C’è un inconsapevole verita’ nascosta nella scaletta di un telegiornale.
La verità che tutto e’ relativo.
Si parte con un massacro e si finisce con i gol, passando attraverso la telepromozione di un materasso e la richiesta di aiuto per bambini che stanno morendo di fame.
E tutto accade in maniera naturale, come un orchestra che passa da un allegro a un adagio, con un direttore che gestisce a colpi di bacchetta tragedia e farsa, sport e spettacolo, morti e goleador.

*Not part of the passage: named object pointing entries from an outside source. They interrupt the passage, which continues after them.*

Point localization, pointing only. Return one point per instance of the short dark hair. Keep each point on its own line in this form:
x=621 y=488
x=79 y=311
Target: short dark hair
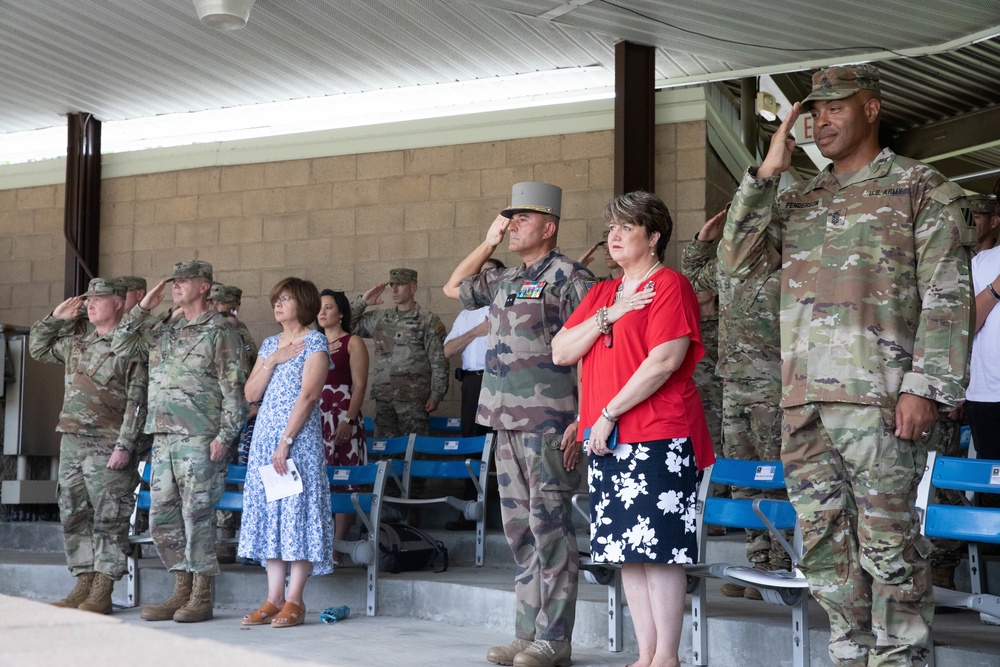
x=305 y=294
x=343 y=305
x=646 y=210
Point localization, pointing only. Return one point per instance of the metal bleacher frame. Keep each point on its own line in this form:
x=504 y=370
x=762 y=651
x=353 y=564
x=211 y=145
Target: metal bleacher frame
x=463 y=465
x=778 y=587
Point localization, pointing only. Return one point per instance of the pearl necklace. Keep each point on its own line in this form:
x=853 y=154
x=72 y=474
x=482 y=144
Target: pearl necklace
x=650 y=272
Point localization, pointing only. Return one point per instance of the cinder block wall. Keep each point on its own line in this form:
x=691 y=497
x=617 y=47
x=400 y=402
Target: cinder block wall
x=341 y=221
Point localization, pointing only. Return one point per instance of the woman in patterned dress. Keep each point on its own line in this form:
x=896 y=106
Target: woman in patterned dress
x=294 y=535
x=638 y=339
x=343 y=394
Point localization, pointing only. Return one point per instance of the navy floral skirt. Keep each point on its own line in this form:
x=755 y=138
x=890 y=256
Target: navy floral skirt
x=642 y=503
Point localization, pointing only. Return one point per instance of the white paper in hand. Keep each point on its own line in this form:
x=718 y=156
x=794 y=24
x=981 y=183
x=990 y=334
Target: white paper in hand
x=278 y=486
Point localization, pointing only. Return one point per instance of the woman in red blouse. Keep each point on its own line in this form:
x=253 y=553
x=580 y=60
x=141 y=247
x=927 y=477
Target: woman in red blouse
x=638 y=340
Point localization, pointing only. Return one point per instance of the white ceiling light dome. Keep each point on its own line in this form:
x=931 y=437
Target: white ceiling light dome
x=224 y=14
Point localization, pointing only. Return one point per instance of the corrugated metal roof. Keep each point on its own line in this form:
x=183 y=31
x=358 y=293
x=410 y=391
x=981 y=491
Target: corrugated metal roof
x=122 y=59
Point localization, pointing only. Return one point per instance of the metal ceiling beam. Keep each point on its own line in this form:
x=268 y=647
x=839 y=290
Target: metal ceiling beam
x=955 y=136
x=970 y=174
x=635 y=117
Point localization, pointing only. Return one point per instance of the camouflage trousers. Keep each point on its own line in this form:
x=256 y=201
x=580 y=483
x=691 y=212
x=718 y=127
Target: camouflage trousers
x=854 y=485
x=944 y=439
x=396 y=418
x=751 y=428
x=535 y=495
x=184 y=488
x=95 y=503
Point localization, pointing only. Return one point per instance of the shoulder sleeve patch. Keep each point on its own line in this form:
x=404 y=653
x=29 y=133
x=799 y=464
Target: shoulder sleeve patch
x=947 y=192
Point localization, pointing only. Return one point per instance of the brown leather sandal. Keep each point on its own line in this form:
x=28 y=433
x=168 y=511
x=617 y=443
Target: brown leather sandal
x=291 y=614
x=262 y=616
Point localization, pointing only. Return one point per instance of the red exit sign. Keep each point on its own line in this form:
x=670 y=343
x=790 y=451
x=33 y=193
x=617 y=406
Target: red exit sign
x=803 y=130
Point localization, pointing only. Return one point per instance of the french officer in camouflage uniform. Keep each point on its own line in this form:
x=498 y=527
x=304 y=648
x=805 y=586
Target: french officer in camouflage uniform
x=750 y=367
x=411 y=371
x=195 y=410
x=99 y=451
x=875 y=307
x=532 y=404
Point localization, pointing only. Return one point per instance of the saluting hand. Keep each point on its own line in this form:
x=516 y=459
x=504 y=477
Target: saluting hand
x=779 y=154
x=373 y=297
x=497 y=230
x=154 y=297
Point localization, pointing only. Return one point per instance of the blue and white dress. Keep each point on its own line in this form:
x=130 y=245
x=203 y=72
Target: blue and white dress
x=299 y=527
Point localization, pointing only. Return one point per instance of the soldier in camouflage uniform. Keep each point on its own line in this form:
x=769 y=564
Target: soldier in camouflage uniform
x=99 y=451
x=706 y=377
x=227 y=299
x=750 y=368
x=411 y=371
x=532 y=404
x=875 y=308
x=195 y=410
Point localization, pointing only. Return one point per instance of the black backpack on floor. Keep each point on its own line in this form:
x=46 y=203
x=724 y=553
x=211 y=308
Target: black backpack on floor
x=403 y=548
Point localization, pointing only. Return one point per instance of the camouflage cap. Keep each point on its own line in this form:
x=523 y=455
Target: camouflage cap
x=534 y=196
x=104 y=287
x=402 y=276
x=225 y=293
x=982 y=203
x=836 y=83
x=132 y=282
x=194 y=268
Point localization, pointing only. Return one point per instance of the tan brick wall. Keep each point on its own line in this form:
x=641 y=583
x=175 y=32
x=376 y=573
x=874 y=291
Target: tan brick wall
x=340 y=221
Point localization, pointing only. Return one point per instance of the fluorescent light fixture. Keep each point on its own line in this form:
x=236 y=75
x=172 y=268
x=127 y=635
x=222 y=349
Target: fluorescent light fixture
x=224 y=14
x=560 y=86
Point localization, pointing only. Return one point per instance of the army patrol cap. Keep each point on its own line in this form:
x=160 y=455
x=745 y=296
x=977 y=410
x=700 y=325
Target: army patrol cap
x=194 y=268
x=104 y=287
x=402 y=276
x=536 y=197
x=836 y=83
x=132 y=282
x=982 y=203
x=225 y=293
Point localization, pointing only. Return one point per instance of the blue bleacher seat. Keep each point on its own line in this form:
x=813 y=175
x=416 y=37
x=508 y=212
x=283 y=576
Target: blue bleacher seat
x=457 y=458
x=787 y=588
x=973 y=525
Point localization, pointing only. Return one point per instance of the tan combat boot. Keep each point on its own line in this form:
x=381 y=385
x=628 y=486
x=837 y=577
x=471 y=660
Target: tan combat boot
x=99 y=600
x=199 y=606
x=84 y=582
x=504 y=655
x=544 y=653
x=165 y=610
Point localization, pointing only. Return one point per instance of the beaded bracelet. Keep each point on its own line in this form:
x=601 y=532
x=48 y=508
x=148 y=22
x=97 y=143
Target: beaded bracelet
x=601 y=319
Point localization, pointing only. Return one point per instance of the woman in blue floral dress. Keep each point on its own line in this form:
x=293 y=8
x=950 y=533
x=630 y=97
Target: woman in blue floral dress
x=295 y=534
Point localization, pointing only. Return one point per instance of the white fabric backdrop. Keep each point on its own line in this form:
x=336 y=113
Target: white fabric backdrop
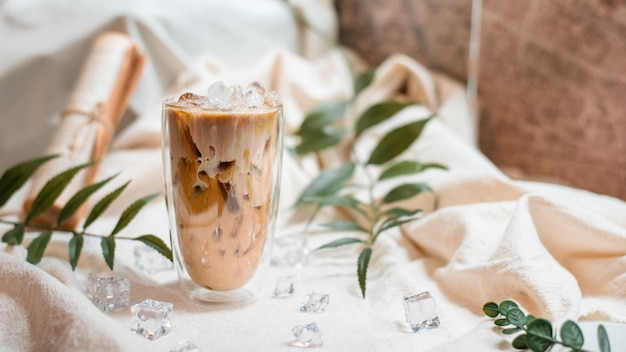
x=560 y=252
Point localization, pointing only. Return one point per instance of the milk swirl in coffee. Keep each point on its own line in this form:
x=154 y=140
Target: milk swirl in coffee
x=222 y=155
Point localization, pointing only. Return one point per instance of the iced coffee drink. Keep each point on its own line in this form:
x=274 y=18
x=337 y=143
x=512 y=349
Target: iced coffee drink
x=222 y=158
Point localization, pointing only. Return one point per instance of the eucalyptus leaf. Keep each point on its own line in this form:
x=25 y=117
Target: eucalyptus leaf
x=344 y=226
x=108 y=250
x=363 y=80
x=315 y=142
x=519 y=342
x=37 y=247
x=340 y=242
x=321 y=117
x=396 y=142
x=491 y=309
x=327 y=182
x=362 y=263
x=408 y=167
x=79 y=198
x=405 y=191
x=603 y=339
x=74 y=248
x=15 y=235
x=516 y=317
x=129 y=213
x=378 y=113
x=539 y=335
x=157 y=244
x=15 y=177
x=103 y=204
x=571 y=334
x=507 y=305
x=51 y=190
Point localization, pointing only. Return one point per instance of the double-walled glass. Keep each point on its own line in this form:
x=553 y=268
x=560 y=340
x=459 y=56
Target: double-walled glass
x=222 y=178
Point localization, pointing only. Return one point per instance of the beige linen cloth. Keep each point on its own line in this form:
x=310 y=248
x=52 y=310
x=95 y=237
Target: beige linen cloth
x=560 y=252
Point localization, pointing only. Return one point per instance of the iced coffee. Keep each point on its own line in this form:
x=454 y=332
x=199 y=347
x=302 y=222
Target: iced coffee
x=222 y=157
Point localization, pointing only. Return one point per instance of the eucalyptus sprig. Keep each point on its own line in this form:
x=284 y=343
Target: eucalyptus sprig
x=15 y=177
x=325 y=127
x=538 y=333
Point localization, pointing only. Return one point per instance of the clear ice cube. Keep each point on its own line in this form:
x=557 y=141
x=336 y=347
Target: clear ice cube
x=421 y=312
x=308 y=335
x=151 y=318
x=314 y=302
x=284 y=286
x=150 y=261
x=219 y=96
x=185 y=346
x=290 y=250
x=108 y=293
x=255 y=95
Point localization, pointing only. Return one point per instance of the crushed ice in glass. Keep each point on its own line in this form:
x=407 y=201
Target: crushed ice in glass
x=421 y=312
x=151 y=318
x=222 y=97
x=314 y=302
x=151 y=261
x=284 y=286
x=291 y=251
x=308 y=335
x=108 y=293
x=185 y=346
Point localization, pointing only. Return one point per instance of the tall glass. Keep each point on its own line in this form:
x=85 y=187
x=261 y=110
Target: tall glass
x=222 y=178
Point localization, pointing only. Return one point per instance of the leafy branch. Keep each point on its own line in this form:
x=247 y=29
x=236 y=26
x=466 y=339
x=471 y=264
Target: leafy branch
x=325 y=127
x=538 y=333
x=15 y=177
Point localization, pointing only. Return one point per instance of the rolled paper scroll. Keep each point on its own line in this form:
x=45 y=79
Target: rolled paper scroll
x=88 y=123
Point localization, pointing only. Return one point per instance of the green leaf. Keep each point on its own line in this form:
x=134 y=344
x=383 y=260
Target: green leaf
x=491 y=309
x=405 y=191
x=407 y=168
x=396 y=142
x=74 y=248
x=363 y=262
x=378 y=113
x=79 y=198
x=400 y=212
x=15 y=235
x=312 y=143
x=103 y=204
x=603 y=339
x=321 y=117
x=507 y=305
x=511 y=331
x=516 y=317
x=520 y=342
x=571 y=334
x=539 y=335
x=340 y=242
x=501 y=322
x=108 y=250
x=15 y=177
x=344 y=226
x=327 y=182
x=129 y=213
x=157 y=244
x=363 y=80
x=51 y=190
x=37 y=247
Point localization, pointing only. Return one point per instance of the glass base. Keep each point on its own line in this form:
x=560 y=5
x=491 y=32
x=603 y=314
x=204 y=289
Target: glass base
x=222 y=299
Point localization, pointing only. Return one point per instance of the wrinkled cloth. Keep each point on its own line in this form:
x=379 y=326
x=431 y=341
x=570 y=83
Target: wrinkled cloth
x=559 y=252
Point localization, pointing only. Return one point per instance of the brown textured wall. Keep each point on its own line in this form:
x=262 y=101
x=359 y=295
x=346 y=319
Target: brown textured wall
x=552 y=77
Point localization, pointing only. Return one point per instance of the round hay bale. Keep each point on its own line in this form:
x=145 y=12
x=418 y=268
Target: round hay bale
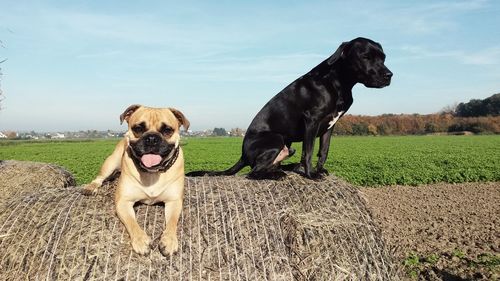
x=24 y=176
x=231 y=228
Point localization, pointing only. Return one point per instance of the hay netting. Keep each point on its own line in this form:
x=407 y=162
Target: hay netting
x=231 y=228
x=18 y=177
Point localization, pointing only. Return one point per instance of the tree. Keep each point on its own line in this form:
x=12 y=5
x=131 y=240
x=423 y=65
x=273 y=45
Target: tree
x=476 y=107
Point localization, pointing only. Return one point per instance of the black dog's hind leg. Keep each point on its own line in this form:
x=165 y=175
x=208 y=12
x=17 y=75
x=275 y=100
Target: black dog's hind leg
x=311 y=130
x=269 y=150
x=324 y=146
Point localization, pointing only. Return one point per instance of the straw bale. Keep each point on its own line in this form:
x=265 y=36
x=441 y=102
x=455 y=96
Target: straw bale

Noi siamo spettatori di uno show, abbiamo poltrone più’ o meno comode e più o meno vicine al palco, ma ci sentiamo sempre estranei a ciò che accade sul palcoscenico.
Non saremo mai vittime e non saremo mai eroi.
Ma sempre e soltanto auditori distratti delle solite storie che l’uomo costruisce da millenni.
Odio e amore, guerra e pace, vittime e carnefici.
Un canovaccio cosi’ usato da apparire come una corda sfilacciata pronta a spezzarsi.
Poi improvvisamente appare un cane, un cane poliziotto, ucciso da dei coglioni terroristi.
Il cane viene trasportato fuori dal museo, senza vita, su una barella sporca del suo sangue.
Per un attimo si smette di raccontare la storia degli uomini e si racconta la storia di un cane.
E mi commuovo.
C’è un inconsapevole verita’ nascosta nella scaletta di un telegiornale.
Tutto e’ relativo quando si parla di uomini, ma tutto e’ così assoluto quando la vittima e’ un povero animale che dietro una maschera da poliziotto cela l’anima selvaggia della natura massacrata dall’arroganza e della stupidita’ umana.